For angles of projection of a projectile at angles $$\left( {{{45}^ \circ } - \theta } \right)$$   and $$\left( {{{45}^ \circ } + \theta } \right),$$   the horizontal ranges described by the projectile are in the ratio of

Solution :
We know that, horizontal ranges for complementary angles of projection will be same. The projectiles are projected at angles $$\left( {{{45}^ \circ } - \theta } \right)$$  and $$\left( {{{45}^ \circ } + \theta } \right)$$  which are complementary to each other i.e. two angles add up to give $${90^ \circ }.$$ Hence, horizontal ranges will be equal.
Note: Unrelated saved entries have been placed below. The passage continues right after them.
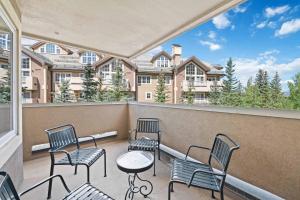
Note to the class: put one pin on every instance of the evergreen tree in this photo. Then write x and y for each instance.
(277, 98)
(294, 98)
(89, 84)
(64, 94)
(101, 93)
(189, 96)
(118, 90)
(5, 88)
(161, 93)
(229, 94)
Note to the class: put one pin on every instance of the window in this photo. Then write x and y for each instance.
(148, 95)
(162, 61)
(50, 48)
(88, 57)
(168, 80)
(5, 41)
(107, 72)
(60, 77)
(193, 73)
(8, 83)
(144, 79)
(25, 66)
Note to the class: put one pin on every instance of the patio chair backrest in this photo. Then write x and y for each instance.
(222, 150)
(61, 137)
(7, 188)
(147, 125)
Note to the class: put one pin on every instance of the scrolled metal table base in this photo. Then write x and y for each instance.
(133, 189)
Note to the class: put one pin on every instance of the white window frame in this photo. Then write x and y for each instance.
(26, 69)
(196, 76)
(60, 76)
(92, 56)
(170, 79)
(146, 97)
(16, 92)
(140, 79)
(162, 61)
(107, 76)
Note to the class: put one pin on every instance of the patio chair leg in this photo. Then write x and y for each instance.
(158, 153)
(75, 172)
(88, 174)
(104, 163)
(154, 164)
(50, 182)
(222, 195)
(213, 194)
(170, 190)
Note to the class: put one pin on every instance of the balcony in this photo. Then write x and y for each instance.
(259, 132)
(199, 86)
(30, 83)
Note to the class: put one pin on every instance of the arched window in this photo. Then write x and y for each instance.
(162, 61)
(193, 73)
(88, 57)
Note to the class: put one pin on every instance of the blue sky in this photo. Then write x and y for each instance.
(256, 34)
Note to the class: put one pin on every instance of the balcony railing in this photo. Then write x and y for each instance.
(266, 158)
(30, 82)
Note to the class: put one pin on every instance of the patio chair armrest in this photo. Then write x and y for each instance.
(194, 146)
(130, 134)
(90, 136)
(44, 181)
(204, 172)
(62, 151)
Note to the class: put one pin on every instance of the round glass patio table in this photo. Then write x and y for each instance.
(132, 163)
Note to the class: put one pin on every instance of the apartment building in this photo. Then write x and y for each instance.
(45, 66)
(179, 74)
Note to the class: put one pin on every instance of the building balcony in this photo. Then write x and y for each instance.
(30, 82)
(199, 86)
(258, 132)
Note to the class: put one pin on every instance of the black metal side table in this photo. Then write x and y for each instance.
(132, 163)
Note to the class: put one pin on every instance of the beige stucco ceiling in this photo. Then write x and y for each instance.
(124, 28)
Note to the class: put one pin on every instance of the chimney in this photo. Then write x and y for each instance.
(176, 54)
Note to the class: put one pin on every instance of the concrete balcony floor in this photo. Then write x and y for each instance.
(115, 184)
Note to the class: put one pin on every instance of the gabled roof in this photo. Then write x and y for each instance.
(38, 57)
(204, 66)
(38, 44)
(162, 53)
(108, 58)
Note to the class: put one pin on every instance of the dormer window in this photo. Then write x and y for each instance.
(50, 48)
(88, 57)
(193, 73)
(5, 41)
(162, 61)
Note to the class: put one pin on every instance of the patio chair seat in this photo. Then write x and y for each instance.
(182, 171)
(143, 144)
(83, 156)
(87, 192)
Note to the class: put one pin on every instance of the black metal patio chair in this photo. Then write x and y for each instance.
(64, 136)
(146, 126)
(84, 192)
(202, 175)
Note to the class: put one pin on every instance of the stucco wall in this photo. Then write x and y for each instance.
(87, 118)
(269, 153)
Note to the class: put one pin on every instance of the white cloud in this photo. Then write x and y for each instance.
(212, 35)
(261, 25)
(288, 27)
(211, 45)
(247, 67)
(271, 12)
(221, 21)
(240, 9)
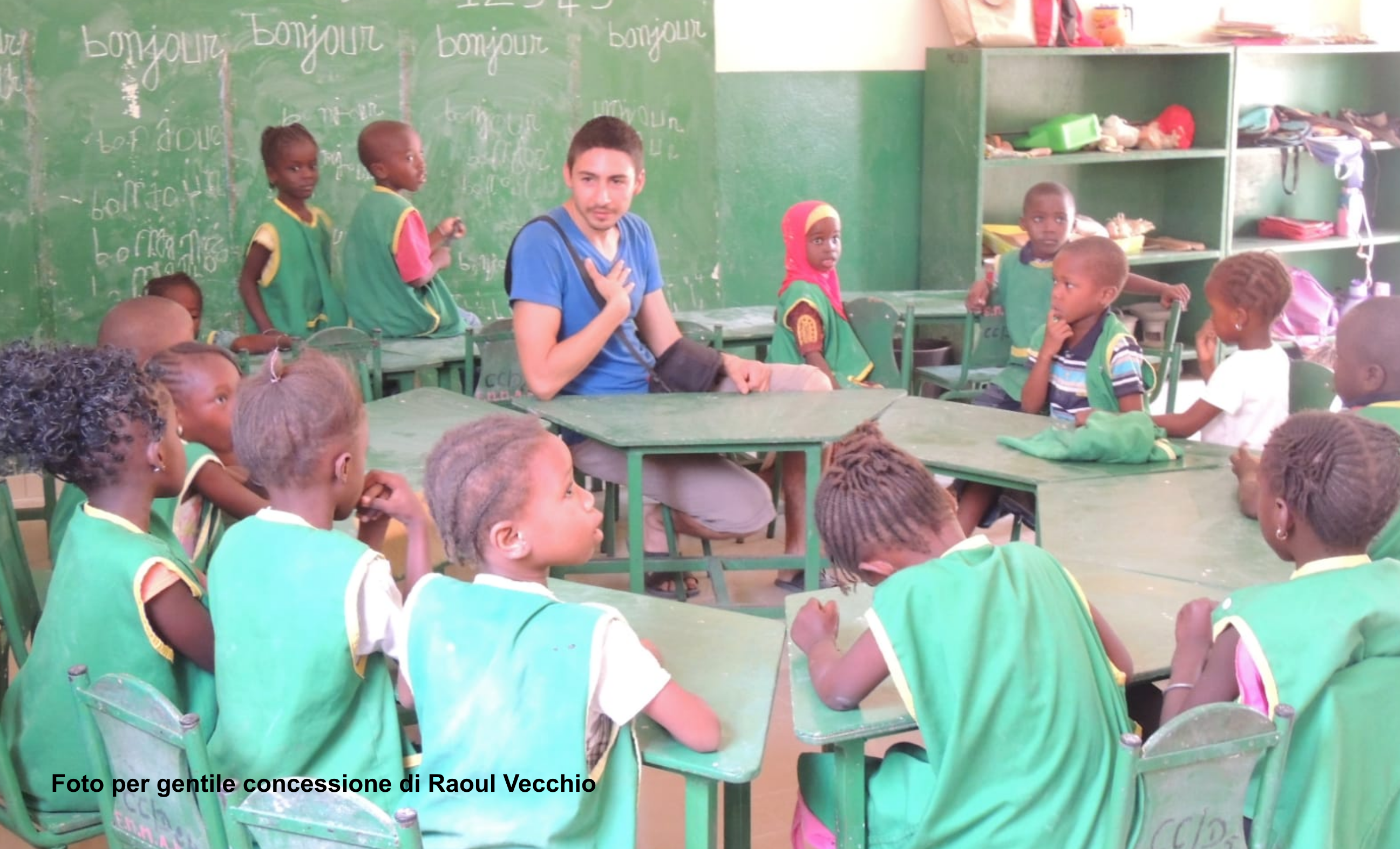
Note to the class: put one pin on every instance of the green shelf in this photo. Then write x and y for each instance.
(1332, 243)
(1111, 159)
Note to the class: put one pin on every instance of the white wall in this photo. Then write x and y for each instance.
(812, 36)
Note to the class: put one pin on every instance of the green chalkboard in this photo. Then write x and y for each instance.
(131, 132)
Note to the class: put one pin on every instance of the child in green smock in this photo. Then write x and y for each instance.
(122, 599)
(812, 327)
(286, 282)
(392, 262)
(307, 614)
(1014, 678)
(1326, 485)
(508, 680)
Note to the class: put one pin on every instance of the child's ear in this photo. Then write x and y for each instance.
(341, 468)
(507, 539)
(877, 568)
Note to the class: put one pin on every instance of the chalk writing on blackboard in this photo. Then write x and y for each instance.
(314, 38)
(149, 51)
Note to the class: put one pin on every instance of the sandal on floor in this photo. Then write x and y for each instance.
(656, 580)
(796, 585)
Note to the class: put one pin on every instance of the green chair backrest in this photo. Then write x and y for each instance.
(1194, 774)
(877, 324)
(19, 599)
(135, 733)
(986, 341)
(501, 379)
(362, 352)
(53, 831)
(1311, 386)
(322, 821)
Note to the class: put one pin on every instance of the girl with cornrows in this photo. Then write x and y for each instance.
(286, 282)
(1328, 484)
(1246, 396)
(1015, 680)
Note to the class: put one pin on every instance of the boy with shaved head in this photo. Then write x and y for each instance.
(391, 260)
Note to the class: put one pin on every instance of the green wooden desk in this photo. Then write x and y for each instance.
(404, 427)
(1144, 547)
(961, 439)
(732, 662)
(715, 424)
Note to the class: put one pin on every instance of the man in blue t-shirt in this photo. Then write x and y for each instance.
(569, 347)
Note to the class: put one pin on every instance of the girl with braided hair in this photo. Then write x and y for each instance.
(1246, 396)
(122, 599)
(307, 615)
(506, 678)
(286, 283)
(1015, 680)
(1326, 485)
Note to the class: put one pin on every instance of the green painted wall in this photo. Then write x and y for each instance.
(849, 138)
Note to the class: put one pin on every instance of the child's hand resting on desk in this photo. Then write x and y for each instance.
(815, 624)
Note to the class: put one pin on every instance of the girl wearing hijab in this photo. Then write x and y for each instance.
(812, 327)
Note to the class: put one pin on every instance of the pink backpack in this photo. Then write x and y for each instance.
(1311, 313)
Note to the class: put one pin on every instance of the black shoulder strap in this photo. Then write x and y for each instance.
(588, 283)
(573, 254)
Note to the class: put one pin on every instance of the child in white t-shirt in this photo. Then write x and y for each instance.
(1246, 396)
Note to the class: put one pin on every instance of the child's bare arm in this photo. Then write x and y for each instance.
(1208, 667)
(254, 265)
(839, 680)
(184, 624)
(687, 716)
(1164, 292)
(216, 484)
(1191, 422)
(1246, 471)
(1112, 643)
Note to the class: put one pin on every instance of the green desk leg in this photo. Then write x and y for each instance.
(636, 556)
(850, 795)
(812, 580)
(701, 812)
(737, 816)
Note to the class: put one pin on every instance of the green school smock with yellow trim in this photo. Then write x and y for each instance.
(94, 617)
(1330, 615)
(297, 288)
(842, 348)
(996, 656)
(501, 684)
(1388, 542)
(194, 521)
(1098, 368)
(376, 293)
(72, 498)
(296, 699)
(1022, 292)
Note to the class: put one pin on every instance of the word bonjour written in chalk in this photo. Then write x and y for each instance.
(413, 784)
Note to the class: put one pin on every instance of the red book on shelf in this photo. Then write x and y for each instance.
(1295, 229)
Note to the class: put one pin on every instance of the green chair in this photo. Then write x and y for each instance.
(877, 324)
(321, 821)
(501, 379)
(1193, 775)
(20, 605)
(1311, 386)
(37, 828)
(357, 349)
(984, 354)
(133, 732)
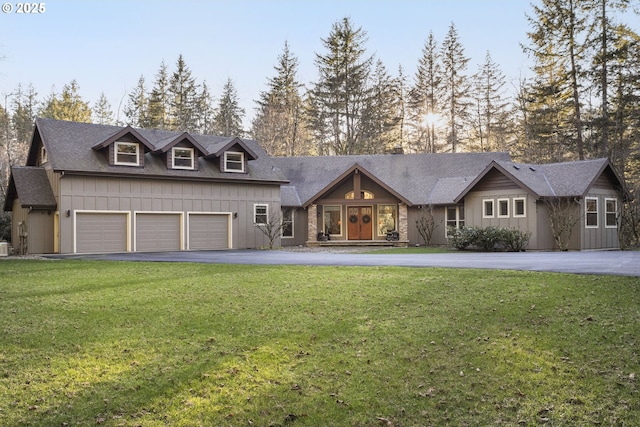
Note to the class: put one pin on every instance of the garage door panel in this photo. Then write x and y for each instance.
(158, 232)
(208, 231)
(101, 232)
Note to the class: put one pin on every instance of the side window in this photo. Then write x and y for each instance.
(287, 222)
(487, 209)
(260, 214)
(519, 207)
(591, 212)
(503, 208)
(611, 213)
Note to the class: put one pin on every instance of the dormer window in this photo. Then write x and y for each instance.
(43, 155)
(233, 161)
(127, 153)
(183, 158)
Thus, the required ratio is $$1:1.$$
Alternative
Horizontal range of projectile $$R = \frac{{{u^2}\sin 2\alpha }}{g}$$
$$\eqalign{ & {\text{For}}\,\,\alpha = \left( {{{45}^ \circ } - \theta } \right) \cr & {R_1} = \frac{{{u^2}\sin 2\left( {{{45}^ \circ } - \theta } \right)}}{g} \cr & = \frac{{{u^2}\sin \left( {{{90}^ \circ } - 2\theta } \right)}}{g} \cr & = \frac{{{u^2}\cos 2\theta }}{g} \cr & {\text{For}}\,\,\alpha = \left( {{{45}^ \circ } + \theta } \right), \cr & {R_2} = \frac{{{u^2}\sin 2\left( {{{45}^ \circ } + \theta } \right)}}{g} \cr & = \frac{{{u^2}\sin \left( {{{90}^ \circ } + \theta } \right)}}{g} \cr & = \frac{{{u^2}\cos 2\theta }}{g} \cr & {\text{Hence,}}\,\frac{{{R_1}}}{{{R_2}}} = \frac{1}{1} \cr & {\text{or}}\,{R_1}:{R_2} = 1:1 \cr} $$